How do I set up ducking on the Yamaha LS9? I've looked through the manual but I still can't figure it out. For some reason it will only duck channel 23 when 23's input exceeds the amount instead of using 22's input like it's set to do (Key In Source is set to Ch22 Post EQ). So what am I doing wrong?


----------



## mixmaster (May 12, 2010)

Not something I do often with mine, but I seem to remember having to use a bus as the key input???


----------



## DaveySimps (May 12, 2010)

My guess is that there is some issue with your input routing. If you want to email me your show file, I'd be happy to look at it more closely for you.

~Dave


----------



## jaightaylor (May 13, 2010)

On the 01V to duck, you have to designate a channel to key off of in the dynamics tab. If memory serves correctly, it has to be in the same layer. I don't know if the LS9 has that same limitation or not.


----------



## Destrox (May 13, 2010)

Hmm, well I tried switching which channels to key off of and it works now. It even works wwith my original channel. Not sure what changed though. Thanks for the help!


----------



## Morpheus (May 13, 2010)

do you have to 'turn on' the key input?


----------



## jpreilley (May 19, 2013)

It is not as easy as one would think...

First all your sources and what you want passed need to be in the same group. On the LS9 all channels are grouped in eights.

Also, this method only allows one source to duck the music. I guess you could assign a bunch of mics to a mix, have those mics unassigned to your mains(mono or stereo), and have that mix assigned to your mains(mono or stereo). Confusing, aint it?
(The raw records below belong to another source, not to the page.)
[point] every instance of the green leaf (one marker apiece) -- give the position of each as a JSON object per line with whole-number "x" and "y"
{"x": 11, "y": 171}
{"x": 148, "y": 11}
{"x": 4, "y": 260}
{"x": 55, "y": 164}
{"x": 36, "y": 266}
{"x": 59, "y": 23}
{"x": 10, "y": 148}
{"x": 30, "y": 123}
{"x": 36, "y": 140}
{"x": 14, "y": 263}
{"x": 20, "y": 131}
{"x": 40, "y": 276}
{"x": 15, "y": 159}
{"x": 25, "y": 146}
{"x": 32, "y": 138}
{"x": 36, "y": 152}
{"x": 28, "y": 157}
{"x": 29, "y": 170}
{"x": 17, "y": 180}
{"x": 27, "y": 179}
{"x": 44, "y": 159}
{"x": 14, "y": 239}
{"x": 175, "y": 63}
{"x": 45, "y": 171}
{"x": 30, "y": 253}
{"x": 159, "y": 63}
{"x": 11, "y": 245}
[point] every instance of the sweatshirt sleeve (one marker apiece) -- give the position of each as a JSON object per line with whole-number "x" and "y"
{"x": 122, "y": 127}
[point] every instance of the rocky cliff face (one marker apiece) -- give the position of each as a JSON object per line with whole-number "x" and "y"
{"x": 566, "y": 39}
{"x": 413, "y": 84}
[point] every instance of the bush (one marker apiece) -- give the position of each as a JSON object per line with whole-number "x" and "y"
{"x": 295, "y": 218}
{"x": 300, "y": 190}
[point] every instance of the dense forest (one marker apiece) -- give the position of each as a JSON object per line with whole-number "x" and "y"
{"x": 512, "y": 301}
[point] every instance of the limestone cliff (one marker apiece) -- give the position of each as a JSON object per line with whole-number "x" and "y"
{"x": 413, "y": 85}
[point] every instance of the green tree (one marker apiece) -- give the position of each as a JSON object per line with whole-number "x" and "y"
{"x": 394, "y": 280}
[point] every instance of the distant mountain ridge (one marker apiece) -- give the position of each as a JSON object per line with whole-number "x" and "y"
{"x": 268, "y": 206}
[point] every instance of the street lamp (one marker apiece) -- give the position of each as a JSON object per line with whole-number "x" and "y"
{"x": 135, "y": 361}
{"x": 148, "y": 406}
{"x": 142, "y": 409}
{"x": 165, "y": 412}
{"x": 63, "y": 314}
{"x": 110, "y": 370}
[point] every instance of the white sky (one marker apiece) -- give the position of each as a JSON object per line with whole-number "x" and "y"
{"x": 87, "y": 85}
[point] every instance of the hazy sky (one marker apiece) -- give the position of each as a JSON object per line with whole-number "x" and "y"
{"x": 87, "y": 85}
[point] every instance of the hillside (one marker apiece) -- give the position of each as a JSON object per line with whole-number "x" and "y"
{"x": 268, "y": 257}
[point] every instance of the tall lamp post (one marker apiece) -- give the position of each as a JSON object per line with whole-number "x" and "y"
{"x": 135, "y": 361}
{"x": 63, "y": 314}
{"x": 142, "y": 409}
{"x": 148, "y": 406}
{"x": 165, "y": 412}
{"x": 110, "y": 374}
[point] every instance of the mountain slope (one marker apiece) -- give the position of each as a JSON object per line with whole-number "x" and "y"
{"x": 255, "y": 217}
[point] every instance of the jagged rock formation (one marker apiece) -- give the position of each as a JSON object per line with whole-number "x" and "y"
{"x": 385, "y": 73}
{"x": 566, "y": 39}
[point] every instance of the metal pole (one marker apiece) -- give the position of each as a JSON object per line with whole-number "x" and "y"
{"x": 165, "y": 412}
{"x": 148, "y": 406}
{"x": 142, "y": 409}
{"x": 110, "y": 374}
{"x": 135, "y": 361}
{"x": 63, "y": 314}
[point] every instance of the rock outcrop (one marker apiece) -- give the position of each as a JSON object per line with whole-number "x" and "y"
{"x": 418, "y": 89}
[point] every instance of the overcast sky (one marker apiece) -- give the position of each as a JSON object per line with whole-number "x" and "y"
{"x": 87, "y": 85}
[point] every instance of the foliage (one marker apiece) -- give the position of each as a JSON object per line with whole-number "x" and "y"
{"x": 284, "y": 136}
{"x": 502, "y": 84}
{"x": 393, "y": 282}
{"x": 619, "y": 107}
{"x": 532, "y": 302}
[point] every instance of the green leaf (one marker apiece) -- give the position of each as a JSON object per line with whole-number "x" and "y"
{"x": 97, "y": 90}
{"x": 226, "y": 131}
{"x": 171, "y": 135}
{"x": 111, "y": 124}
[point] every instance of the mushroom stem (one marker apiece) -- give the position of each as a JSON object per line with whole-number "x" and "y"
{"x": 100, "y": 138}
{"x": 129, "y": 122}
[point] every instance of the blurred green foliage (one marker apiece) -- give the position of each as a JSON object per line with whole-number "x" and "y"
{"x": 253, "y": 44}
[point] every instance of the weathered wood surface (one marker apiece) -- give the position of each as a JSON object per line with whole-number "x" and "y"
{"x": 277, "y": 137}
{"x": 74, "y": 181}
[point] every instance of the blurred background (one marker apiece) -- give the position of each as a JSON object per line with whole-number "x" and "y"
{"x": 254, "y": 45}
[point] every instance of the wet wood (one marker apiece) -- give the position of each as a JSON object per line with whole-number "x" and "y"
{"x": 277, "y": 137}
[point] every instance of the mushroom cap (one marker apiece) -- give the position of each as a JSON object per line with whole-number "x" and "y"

So as it is now I have a wireless mic on channel two and music on channel 7:

I go to channel 7, select dynamic 1, select ducking, for key in source I select channe 2l(or mix as I suggested, but haven't tried above), then adjust all parameters accordingly.

Forgot to mention I don't use the ducking, rather compressor. The ducker seemed a little too aggressive no matter what I did. The compressor was much better. I stomped on it, but works well.


----------



## jpreilley (May 19, 2013)

jpreilley said:


> It is not as easy as one would think...
> 
> First all your sources and what you want passed need to be in the same group. On the LS9 all channels are grouped in eights.
> 
> ...



Realize now that this thread is old. Wow?

Anyways. You can have multiple sources assigned to the "key in source" via a mix. Just make sure the sources to this mix are unassinged to mono or stereo and that the mix is assigned to mono or stereo.


----------